The baron waved to some fish peddlers who had removed their straw hats on seeing the carriage pass by the seminary.
“It’s not polite to talk politics in the presence of ladies. Or don’t you consider Estela a lady?” the baron chided his friend in a mock-serious tone of voice.
The baroness laughed, a tinkling, carefree laugh that made her seem younger. She had chestnut hair and very white skin, and hands with slender fingers that fluttered like birds. She and her maidservant, an amply curved brunette, gazed in rapture at the dark blue sea, the phosphorescent green of the shoreline, the blood-red rooftops.
“The only person whose absence is justified is the governor,” Gumúcio said, as though he hadn’t heard. “We were the ones responsible for that. He wanted to come, along with the Municipal Council. But the situation being what it is, it’s better that he remain au-dessus de la mêlée. Luiz Viana is still a loyal supporter.”

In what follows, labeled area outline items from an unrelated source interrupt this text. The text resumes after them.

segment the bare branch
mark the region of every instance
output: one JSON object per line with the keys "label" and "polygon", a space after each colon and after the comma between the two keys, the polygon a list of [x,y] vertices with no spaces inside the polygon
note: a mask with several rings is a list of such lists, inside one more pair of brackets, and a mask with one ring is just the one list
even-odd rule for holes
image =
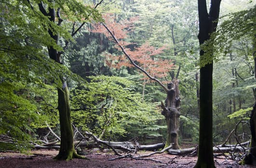
{"label": "bare branch", "polygon": [[108,30],[108,33],[109,33],[111,35],[111,36],[112,36],[112,37],[113,37],[113,38],[114,39],[115,42],[117,43],[117,44],[118,45],[118,46],[119,46],[119,47],[121,48],[121,49],[122,50],[122,52],[124,54],[124,55],[125,55],[125,56],[126,56],[126,57],[128,59],[128,60],[130,60],[130,61],[131,62],[131,63],[132,63],[132,64],[133,64],[134,66],[135,66],[136,68],[137,68],[138,70],[139,70],[140,71],[141,71],[142,72],[143,72],[145,74],[146,74],[149,79],[150,79],[151,80],[153,80],[153,81],[156,81],[156,82],[157,82],[162,87],[162,88],[164,90],[164,91],[166,92],[167,92],[168,91],[168,89],[166,88],[166,87],[165,87],[165,86],[164,86],[164,85],[163,85],[163,84],[162,84],[162,82],[161,82],[159,80],[158,80],[157,79],[151,76],[149,74],[148,74],[148,73],[145,70],[144,70],[144,69],[143,69],[142,68],[141,68],[141,67],[140,67],[140,66],[139,66],[138,65],[137,65],[137,64],[136,64],[135,63],[135,62],[134,62],[134,61],[132,59],[132,58],[131,58],[131,57],[127,54],[127,53],[125,51],[125,50],[124,49],[124,48],[123,48],[123,47],[122,46],[121,46],[120,43],[119,43],[119,41],[118,41],[118,40],[117,39],[117,38],[116,37],[116,36],[115,36],[115,35],[113,34],[113,33],[109,30],[109,29],[108,28],[108,26],[105,24],[104,24],[104,23],[102,23],[102,24],[103,25],[103,26],[106,28],[106,29],[107,29],[107,30]]}
{"label": "bare branch", "polygon": [[58,8],[58,10],[57,11],[57,17],[58,17],[58,19],[59,20],[59,22],[58,22],[58,24],[57,24],[58,25],[60,25],[62,22],[63,21],[63,19],[61,19],[60,17],[60,8]]}
{"label": "bare branch", "polygon": [[106,103],[104,104],[104,105],[103,105],[102,106],[101,106],[101,107],[100,107],[100,108],[88,108],[84,107],[83,108],[81,108],[71,109],[71,111],[80,111],[80,110],[86,110],[86,109],[97,110],[97,109],[102,109],[108,103],[108,95],[109,95],[109,94],[108,94],[108,95],[107,95],[107,97],[106,97]]}

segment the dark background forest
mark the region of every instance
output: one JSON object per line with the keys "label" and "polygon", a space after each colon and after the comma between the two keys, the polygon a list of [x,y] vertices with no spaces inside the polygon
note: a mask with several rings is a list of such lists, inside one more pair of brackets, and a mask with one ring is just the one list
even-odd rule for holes
{"label": "dark background forest", "polygon": [[250,140],[256,97],[255,1],[222,1],[214,39],[201,48],[195,1],[0,3],[0,151],[60,141],[62,88],[69,98],[75,141],[91,141],[88,132],[109,142],[168,141],[161,107],[166,93],[132,65],[120,46],[166,88],[178,81],[178,144],[199,143],[200,69],[209,60],[214,61],[213,145]]}

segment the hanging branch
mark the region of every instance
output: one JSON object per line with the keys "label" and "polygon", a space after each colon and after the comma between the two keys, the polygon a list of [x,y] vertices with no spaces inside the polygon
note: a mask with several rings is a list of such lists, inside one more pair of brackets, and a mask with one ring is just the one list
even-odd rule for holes
{"label": "hanging branch", "polygon": [[102,106],[101,106],[101,107],[100,108],[86,108],[86,107],[84,107],[83,108],[76,108],[76,109],[71,109],[71,111],[79,111],[79,110],[86,110],[86,109],[91,109],[91,110],[97,110],[97,109],[102,109],[103,108],[104,108],[104,107],[107,105],[108,103],[108,95],[109,94],[108,93],[108,95],[107,95],[107,96],[106,97],[106,103],[104,104],[104,105],[103,105]]}
{"label": "hanging branch", "polygon": [[114,35],[114,34],[109,30],[109,29],[108,28],[108,27],[104,23],[102,23],[102,25],[103,25],[103,26],[105,27],[105,28],[107,29],[107,30],[108,30],[108,33],[109,33],[111,35],[111,36],[112,36],[112,37],[113,37],[113,38],[114,39],[116,43],[117,43],[117,44],[118,45],[118,46],[119,46],[119,47],[121,48],[121,49],[122,50],[122,52],[124,54],[124,55],[125,55],[125,56],[126,56],[126,57],[128,59],[128,60],[130,60],[130,61],[131,62],[131,63],[132,63],[132,64],[133,64],[134,66],[135,66],[136,68],[137,68],[139,70],[140,70],[140,71],[141,71],[142,72],[143,72],[145,74],[146,74],[149,79],[150,79],[151,80],[153,80],[153,81],[156,81],[156,82],[157,82],[162,87],[162,88],[164,90],[164,91],[166,92],[167,92],[169,90],[169,89],[168,89],[166,87],[165,87],[165,86],[164,86],[164,85],[163,85],[163,84],[162,84],[162,83],[161,82],[160,82],[159,80],[158,80],[157,79],[151,76],[149,74],[148,74],[148,73],[145,70],[144,70],[143,69],[142,69],[141,67],[140,67],[140,66],[139,66],[138,65],[137,65],[137,64],[136,64],[135,63],[135,62],[134,62],[134,61],[132,59],[132,58],[131,58],[131,57],[127,54],[127,53],[125,51],[125,50],[124,49],[124,48],[123,48],[123,47],[120,44],[120,43],[119,43],[119,41],[118,41],[118,40],[117,39],[117,38],[116,37],[116,36],[115,36],[115,35]]}

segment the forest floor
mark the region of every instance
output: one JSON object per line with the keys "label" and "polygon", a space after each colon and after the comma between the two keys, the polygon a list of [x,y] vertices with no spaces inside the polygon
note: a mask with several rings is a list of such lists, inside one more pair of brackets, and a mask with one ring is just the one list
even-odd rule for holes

“I brought you an album of horse engravings,” the baron said, to raise his friend’s spirits. “I presume that political troubles haven’t caused you to lose your passion for equines, Adalberto.”

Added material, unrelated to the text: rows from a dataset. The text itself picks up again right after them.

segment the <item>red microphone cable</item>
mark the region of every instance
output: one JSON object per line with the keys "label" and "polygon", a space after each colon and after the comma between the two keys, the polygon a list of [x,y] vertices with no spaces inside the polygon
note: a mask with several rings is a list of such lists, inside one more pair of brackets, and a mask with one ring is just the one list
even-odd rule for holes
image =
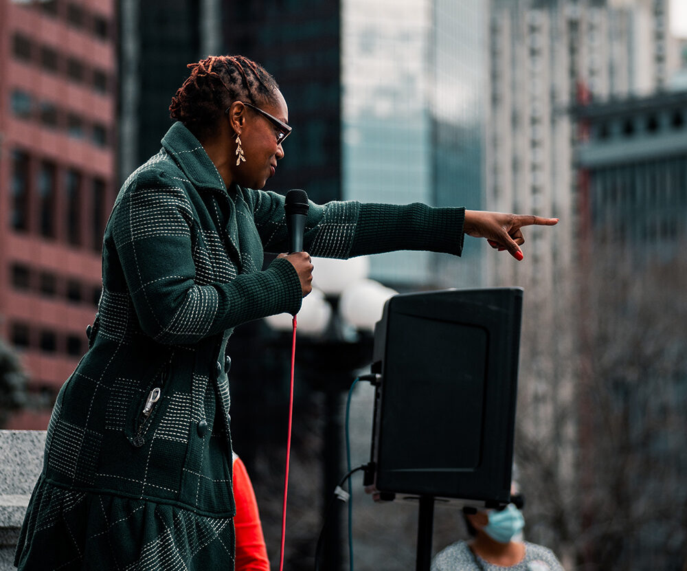
{"label": "red microphone cable", "polygon": [[291,421],[293,418],[293,369],[296,357],[296,316],[293,316],[291,337],[291,388],[289,391],[289,427],[286,429],[286,467],[284,475],[284,503],[282,505],[282,546],[279,553],[279,571],[284,570],[284,544],[286,536],[286,496],[289,493],[289,461],[291,456]]}

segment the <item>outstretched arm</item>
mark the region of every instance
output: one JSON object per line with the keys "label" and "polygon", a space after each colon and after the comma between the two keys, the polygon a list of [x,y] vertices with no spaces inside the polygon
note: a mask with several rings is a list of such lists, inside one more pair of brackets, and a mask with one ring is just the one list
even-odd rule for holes
{"label": "outstretched arm", "polygon": [[486,238],[493,248],[508,250],[516,260],[522,260],[524,256],[520,246],[525,238],[520,229],[532,225],[553,226],[558,221],[557,218],[466,210],[463,231],[473,238]]}

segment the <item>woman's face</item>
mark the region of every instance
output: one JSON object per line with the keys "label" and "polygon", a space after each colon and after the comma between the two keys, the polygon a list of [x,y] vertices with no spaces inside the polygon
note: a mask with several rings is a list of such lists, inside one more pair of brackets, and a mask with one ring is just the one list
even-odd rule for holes
{"label": "woman's face", "polygon": [[[280,92],[277,92],[274,101],[258,107],[282,122],[288,122],[289,109]],[[232,170],[234,180],[241,186],[260,189],[264,186],[269,178],[274,176],[277,161],[284,157],[284,149],[281,143],[278,142],[283,130],[256,109],[245,106],[243,113],[245,121],[240,137],[245,161],[241,161],[236,165],[238,155],[235,155],[231,163]],[[235,149],[236,146],[234,143],[230,148]]]}

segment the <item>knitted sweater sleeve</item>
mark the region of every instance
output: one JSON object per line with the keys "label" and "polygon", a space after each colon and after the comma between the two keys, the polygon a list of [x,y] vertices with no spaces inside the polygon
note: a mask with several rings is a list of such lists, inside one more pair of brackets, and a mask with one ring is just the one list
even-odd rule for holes
{"label": "knitted sweater sleeve", "polygon": [[[254,212],[268,251],[286,251],[284,197],[252,191]],[[425,250],[460,256],[463,208],[433,208],[357,201],[310,203],[304,247],[313,256],[348,258],[396,250]]]}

On entering the upper town, on their way to the Nazareth district, the recently arrived couple put on their best smiles and devoted their attention to returning the greetings of people passing by. Several carriages and a fair number of horsemen, some of them having come up from the port and others who had been waiting at the top of the cliff, escorted the baron through the narrow cobblestone streets, amid curious onlookers standing crowded together on the sidewalks or coming out onto the balconies or poking their heads out of the donkey-drawn streetcars to watch them pass. The Canabravas lived in a town house faced with tiles imported from Portugal, a roof of round red Spanish-style tiles, wrought-iron balconies supported by strong-breasted caryatids, and a façade topped by four ornaments in gleaming yellow porcelain: two bushy-maned lions and two pineapples. The lions appeared to be keeping an eye on the boats arriving in the bay and the pineapples to be proclaiming the splendor of the city to seafarers. The luxuriant garden surrounding the mansion was full of coral trees, mangoes, crotons, and ficus sighing in the breeze. The house had been disinfected with vinegar, perfumed with aromatic herbs, and decorated with large vases of flowers to receive its owners. In the doorway, servants in white balloon pants and little black girls in red aprons and kerchiefs stood clapping their hands to greet them. The baroness began to say a few words to them as the baron, taking his place in the entryway, bade those escorting him goodbye. Only Gumúcio and the deputies Eduardo Glicério, Rocha Seabra, Lélis Piedades, and João Seixas de Pondé came inside the house with him. As the baroness went upstairs, followed by her personal maid, the men crossed the foyer, an anteroom with pieces of furniture in wood, and the baron opened the doors of a room lined with shelves full of books, overlooking the garden. Some twenty men fell silent as they saw him enter the room. Those who were seated rose to their feet and all of them applauded.